The protestors were released without charge a few hours later. Desperate for information about their family members, they tried to approach the Chinese Embassy again, but were stopped by 50 officers outside their hotel. 

Turkey’s new China-focused foreign policy

The governor of Ankara has summoned the protesters to hear their demands, but justice for these families seems far, particularly when Turkey’s foreign policy is at a turning point. Opposition legislators have accused the Erdogan administration of selling out the Uyghurs in favour of vaccine exchange with China. Ankara has secured 50 million doses of China’s Coronavirus vaccine Sinovac and the first doses were initially slow to arrive in December, when the protests started.
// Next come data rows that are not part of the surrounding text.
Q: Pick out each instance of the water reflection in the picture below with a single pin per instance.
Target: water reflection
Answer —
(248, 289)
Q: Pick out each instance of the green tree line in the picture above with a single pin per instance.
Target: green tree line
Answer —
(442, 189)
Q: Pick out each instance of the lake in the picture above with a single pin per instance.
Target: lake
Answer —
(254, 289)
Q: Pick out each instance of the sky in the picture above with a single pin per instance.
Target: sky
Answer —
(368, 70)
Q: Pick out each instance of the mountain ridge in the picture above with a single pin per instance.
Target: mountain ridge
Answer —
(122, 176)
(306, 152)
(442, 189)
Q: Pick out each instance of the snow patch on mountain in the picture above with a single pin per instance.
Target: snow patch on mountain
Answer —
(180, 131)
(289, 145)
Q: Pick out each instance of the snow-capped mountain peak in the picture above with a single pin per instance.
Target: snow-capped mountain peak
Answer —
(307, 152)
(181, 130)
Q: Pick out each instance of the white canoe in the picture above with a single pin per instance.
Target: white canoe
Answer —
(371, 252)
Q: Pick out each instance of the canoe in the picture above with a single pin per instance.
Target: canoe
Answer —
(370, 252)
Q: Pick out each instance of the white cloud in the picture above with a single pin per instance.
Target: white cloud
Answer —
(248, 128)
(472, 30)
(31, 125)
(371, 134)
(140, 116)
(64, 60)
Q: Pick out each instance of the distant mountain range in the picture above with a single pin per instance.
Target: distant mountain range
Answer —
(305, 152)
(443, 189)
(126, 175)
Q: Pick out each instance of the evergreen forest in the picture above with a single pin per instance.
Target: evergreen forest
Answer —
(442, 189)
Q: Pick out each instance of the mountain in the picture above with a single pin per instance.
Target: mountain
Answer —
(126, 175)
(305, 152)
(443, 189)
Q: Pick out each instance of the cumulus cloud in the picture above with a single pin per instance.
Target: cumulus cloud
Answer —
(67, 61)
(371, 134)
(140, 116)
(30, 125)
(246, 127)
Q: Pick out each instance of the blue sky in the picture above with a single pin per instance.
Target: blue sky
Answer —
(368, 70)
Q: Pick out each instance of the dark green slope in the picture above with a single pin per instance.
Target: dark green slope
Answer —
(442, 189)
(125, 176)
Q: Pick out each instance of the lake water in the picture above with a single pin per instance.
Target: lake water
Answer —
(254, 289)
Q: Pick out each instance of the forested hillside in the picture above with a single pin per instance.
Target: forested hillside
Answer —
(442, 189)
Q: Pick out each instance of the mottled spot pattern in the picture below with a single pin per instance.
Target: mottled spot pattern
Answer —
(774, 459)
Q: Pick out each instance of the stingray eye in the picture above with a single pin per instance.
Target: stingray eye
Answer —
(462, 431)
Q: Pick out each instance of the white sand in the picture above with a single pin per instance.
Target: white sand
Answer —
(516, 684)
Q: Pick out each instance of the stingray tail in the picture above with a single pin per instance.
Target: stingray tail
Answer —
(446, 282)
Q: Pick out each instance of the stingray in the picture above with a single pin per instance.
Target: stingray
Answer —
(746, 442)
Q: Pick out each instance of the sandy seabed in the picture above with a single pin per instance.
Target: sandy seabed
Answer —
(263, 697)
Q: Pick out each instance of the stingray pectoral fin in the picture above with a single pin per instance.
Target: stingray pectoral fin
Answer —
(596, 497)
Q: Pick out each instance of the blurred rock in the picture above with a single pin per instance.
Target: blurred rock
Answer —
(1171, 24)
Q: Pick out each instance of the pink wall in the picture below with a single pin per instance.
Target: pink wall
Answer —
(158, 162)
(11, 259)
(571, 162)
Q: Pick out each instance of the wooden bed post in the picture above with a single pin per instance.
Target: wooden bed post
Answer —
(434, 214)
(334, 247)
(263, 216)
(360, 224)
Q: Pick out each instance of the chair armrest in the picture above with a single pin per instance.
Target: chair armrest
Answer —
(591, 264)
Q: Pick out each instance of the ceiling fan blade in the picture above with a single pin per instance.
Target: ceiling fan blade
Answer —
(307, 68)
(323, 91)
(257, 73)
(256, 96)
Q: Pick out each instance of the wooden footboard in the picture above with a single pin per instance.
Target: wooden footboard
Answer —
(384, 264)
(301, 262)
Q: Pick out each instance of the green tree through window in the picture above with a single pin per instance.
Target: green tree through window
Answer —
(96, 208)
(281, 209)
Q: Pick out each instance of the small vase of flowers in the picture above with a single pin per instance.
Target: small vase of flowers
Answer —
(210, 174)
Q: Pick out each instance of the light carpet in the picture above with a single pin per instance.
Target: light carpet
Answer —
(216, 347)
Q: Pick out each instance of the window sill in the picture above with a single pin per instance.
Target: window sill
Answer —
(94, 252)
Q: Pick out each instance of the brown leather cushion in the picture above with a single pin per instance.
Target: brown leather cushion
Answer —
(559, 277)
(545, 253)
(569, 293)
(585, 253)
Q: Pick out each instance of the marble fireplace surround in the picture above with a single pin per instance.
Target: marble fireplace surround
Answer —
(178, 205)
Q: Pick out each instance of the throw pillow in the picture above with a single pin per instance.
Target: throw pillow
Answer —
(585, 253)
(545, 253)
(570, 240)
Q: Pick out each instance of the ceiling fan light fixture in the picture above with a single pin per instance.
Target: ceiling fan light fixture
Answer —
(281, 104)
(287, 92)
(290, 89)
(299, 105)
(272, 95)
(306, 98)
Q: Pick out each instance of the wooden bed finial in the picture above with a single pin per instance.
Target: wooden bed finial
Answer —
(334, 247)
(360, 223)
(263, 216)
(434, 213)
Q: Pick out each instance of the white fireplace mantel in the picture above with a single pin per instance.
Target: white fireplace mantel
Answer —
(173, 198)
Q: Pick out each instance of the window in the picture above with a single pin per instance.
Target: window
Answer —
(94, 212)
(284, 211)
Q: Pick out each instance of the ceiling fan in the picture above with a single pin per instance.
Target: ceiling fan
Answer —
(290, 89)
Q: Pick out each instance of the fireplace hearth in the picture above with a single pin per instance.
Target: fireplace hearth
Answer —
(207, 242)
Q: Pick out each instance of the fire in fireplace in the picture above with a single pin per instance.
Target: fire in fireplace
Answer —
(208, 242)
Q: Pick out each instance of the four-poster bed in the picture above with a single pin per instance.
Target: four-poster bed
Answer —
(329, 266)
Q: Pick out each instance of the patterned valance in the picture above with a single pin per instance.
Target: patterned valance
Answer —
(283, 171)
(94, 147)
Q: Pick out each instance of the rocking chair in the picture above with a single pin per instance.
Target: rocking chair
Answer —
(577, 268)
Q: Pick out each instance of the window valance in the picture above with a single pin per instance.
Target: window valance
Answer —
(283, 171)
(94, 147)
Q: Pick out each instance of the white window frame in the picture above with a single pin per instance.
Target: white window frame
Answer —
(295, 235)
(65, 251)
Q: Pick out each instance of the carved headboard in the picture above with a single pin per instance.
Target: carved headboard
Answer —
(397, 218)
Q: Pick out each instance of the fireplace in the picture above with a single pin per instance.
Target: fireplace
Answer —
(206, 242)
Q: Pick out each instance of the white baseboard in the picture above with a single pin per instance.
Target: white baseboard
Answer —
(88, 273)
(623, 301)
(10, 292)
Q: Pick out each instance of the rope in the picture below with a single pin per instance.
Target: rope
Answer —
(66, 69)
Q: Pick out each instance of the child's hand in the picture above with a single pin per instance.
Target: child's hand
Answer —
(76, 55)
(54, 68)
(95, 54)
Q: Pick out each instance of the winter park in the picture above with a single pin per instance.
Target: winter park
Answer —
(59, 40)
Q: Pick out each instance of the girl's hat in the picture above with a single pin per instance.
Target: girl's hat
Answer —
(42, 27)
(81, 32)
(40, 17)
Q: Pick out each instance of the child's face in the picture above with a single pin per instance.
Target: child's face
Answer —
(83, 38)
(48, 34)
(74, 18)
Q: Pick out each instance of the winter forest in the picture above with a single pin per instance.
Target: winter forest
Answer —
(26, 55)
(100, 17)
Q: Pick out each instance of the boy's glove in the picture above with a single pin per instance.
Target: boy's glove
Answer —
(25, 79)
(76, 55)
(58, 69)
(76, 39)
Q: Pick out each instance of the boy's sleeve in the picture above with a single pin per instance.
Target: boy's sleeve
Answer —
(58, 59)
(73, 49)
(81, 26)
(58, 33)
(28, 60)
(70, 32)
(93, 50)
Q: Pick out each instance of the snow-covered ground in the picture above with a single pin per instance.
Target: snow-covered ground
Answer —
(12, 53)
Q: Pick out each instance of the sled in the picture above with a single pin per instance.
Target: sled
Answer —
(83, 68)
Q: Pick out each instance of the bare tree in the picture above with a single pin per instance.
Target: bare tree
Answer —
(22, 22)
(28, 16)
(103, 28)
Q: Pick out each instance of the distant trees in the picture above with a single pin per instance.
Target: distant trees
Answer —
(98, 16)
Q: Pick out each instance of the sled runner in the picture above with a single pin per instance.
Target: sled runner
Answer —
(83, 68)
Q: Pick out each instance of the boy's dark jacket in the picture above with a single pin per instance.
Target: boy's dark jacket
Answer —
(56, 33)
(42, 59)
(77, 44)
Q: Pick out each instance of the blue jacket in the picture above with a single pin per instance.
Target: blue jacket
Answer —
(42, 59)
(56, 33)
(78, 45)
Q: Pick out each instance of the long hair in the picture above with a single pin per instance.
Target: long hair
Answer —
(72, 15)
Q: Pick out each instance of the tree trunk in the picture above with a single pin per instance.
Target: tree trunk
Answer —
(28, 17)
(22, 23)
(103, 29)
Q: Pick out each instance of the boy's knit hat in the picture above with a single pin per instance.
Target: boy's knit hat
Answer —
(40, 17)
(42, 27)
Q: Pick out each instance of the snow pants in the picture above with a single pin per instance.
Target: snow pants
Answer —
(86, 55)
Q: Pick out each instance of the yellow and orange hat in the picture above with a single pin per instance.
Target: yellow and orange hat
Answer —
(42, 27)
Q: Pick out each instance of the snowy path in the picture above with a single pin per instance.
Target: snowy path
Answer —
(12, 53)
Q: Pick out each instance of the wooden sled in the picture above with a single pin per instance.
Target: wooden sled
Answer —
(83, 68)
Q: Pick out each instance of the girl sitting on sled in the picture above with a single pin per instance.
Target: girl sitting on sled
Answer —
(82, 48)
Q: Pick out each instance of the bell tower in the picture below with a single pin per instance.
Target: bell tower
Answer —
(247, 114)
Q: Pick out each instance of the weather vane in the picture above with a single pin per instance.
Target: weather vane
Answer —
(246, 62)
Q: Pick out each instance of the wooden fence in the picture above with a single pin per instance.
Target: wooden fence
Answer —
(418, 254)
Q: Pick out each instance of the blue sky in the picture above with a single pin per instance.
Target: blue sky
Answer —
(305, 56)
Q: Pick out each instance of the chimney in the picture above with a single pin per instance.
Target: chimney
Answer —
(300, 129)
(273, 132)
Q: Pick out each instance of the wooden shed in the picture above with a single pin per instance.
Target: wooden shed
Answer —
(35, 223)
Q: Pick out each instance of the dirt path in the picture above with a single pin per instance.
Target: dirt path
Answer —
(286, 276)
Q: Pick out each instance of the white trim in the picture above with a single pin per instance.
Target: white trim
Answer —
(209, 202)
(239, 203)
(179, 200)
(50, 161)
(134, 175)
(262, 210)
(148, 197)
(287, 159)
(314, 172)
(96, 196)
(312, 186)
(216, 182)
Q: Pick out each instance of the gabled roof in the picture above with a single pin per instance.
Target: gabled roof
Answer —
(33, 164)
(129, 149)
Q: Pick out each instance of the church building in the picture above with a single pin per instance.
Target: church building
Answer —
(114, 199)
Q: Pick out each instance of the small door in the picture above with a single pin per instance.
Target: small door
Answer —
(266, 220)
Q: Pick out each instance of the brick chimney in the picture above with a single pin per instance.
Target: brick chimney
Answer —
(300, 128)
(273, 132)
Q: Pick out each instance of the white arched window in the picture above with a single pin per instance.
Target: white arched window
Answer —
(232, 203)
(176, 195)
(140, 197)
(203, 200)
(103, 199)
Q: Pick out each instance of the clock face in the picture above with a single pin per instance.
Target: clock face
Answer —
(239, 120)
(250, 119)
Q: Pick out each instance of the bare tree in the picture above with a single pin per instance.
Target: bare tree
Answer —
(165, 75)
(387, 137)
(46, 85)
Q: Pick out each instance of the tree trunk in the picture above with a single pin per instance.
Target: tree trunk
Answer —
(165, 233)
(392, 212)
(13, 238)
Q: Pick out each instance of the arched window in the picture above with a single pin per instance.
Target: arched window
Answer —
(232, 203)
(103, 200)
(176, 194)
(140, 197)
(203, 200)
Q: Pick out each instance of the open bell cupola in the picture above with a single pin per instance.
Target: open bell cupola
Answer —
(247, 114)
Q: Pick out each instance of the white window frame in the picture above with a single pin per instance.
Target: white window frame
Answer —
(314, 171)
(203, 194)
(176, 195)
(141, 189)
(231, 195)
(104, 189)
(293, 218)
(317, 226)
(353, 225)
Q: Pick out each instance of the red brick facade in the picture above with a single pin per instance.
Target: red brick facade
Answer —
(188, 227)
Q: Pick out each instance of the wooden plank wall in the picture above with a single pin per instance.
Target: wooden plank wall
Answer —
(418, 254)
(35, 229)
The legislators allege that China’s expectation that the Turkish government repress Uyghur voices in order to conserve their economic partnership seems to be coming to fruition.

As well as vaccine exchange opposition legislators also fear that Beijing will use the vaccines as leverage to bring forward an extradition treaty. Turkish parliament will debate the ratification of the treaty this month. If approved, the ethnic minority Uyghurs escaping what was defined as ‘genocide’ by former US secretary of State Mike Pompeo, might risk deportation to China. 

Despite President Erdogan supporting the cause of the Uyghurs, a Turkic Muslim minority, Ankara urgently needs foreign investment to restore its economy. Will Turkey continue to limit the Uyghurs’ voices to keep close ties with its economic ally?